Seeing my reaction, Clement admitted to last night Josh and he had a huge fight after the bet is revealed. And then Josh left the house, back to Tom’s, Josh’s boyfriend and my uncle, who admitted to me in secret that he wanted to propose to Josh in the next month.

I didn’t know Tom would handle this, and I barely trying to handle mine.

And then I feel me feet licked, which stop my thoughts and focus on one thing.

Clement, using the best way for him to calm myself down.

“Stop Clement, is it too gay for you, or too humiliating for you? Tell me, honestly”

Clement stood still for a moment, and then looked at me eye-to-eye.

“No, Sir. It is not. It has been a pleasure serving and loving you.”

He said it in his voice, a voice that haven’t been heard to the others for years just for the bet.

“And, being with you, being your husband and your servant is one of the best decisions in my life. Because you are understanding of our needs and care about us, giving us all your trust and all your honesty for us. Please, I’m sorry, punish me for lying to you Sir.”

He cried, and I cried as well.

--

The first thing we did after this is reintroducing each other, taking care of each other and trying to recalibrate both of our identities to our house without Josh, as we got a phone call from Tom, where he and Josh went to Arizona.

Which translates into loneliness, as Josh is essentially a huge part of my life and while it turns out that Clement never really liked Josh, he admitted that Josh brings out the competitiveness within him, especially with the bet.

And both of us missed him. But a part of me felt that he would be gone forever, maybe to Portugal, like he sang to us, or maybe to Tom, if he really like Tom as I really like Clement.

While Clement and I had a huge soul searching together like our counsellor said. Which means meditation, more in depth talking and sometimes being alone, writing down a diary that we would read together, things that could be flexible with our work times.

Little by little, we allowed ourselves to be romantically involved again, like a couple should do. And the first thing that I do is spank him with my hand, the number are the days of recovering from the loss, and trying to get my hand back to a familiar place, his gaping hole that is now a size smaller, not good for slobbering a fist like me.
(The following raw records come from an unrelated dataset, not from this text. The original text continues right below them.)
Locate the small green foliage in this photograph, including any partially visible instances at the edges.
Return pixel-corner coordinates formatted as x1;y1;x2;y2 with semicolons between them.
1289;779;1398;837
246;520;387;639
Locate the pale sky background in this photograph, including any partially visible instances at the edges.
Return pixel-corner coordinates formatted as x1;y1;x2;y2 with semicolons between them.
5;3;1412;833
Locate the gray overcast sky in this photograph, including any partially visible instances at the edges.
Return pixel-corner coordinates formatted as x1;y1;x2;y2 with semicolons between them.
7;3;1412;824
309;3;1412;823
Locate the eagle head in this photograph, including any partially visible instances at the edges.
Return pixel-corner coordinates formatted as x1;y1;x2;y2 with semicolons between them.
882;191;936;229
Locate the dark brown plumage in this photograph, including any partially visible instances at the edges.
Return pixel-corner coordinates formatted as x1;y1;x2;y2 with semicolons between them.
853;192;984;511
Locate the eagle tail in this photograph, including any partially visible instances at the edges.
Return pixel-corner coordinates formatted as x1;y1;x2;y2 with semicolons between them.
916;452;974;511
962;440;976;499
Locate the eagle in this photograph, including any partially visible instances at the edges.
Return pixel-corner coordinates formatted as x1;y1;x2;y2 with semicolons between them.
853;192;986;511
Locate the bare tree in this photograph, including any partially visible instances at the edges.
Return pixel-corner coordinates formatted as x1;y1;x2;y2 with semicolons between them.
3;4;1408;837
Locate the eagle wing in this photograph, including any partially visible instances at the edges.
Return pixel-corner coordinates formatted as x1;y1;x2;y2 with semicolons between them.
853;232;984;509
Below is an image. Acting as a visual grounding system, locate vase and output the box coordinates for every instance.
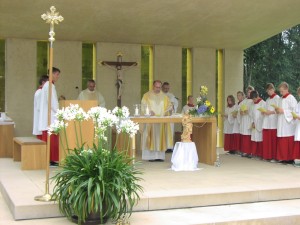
[72,209,108,225]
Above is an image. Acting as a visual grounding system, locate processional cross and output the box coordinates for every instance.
[99,52,137,107]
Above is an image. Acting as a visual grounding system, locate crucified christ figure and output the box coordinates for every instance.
[101,53,137,107]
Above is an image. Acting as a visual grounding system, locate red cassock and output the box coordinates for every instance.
[240,134,252,154]
[262,129,277,160]
[232,134,241,151]
[293,141,300,159]
[276,136,294,161]
[42,130,59,162]
[251,141,263,157]
[224,134,236,151]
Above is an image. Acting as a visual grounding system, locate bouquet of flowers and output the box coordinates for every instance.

But step by step, Clement big red ass is fine for now.

But still there is one question bothering me, why Clement felt repulsed by adopting a child, a year ago he was the most happiest when he’s piggybacking Josh sister child? Clement answer is a basic honestly policy, which now he is fine with us taking care of a child. But right now I digress, because I didn’t want to prepare an orphan from a life of loneliness to a life of instability.

And finally, I wanted a direct answer from Josh, the only contact that we got from him was a letter from Tom, who had his heart broken and see him fly to Portugal, presumably starting a new chapter in his life.

Which I only had to say good luck of Josh, with a mental note that he would be severely punished when we meet again.

But now it is the time for myself to stop, I have a date with Clement in my bed.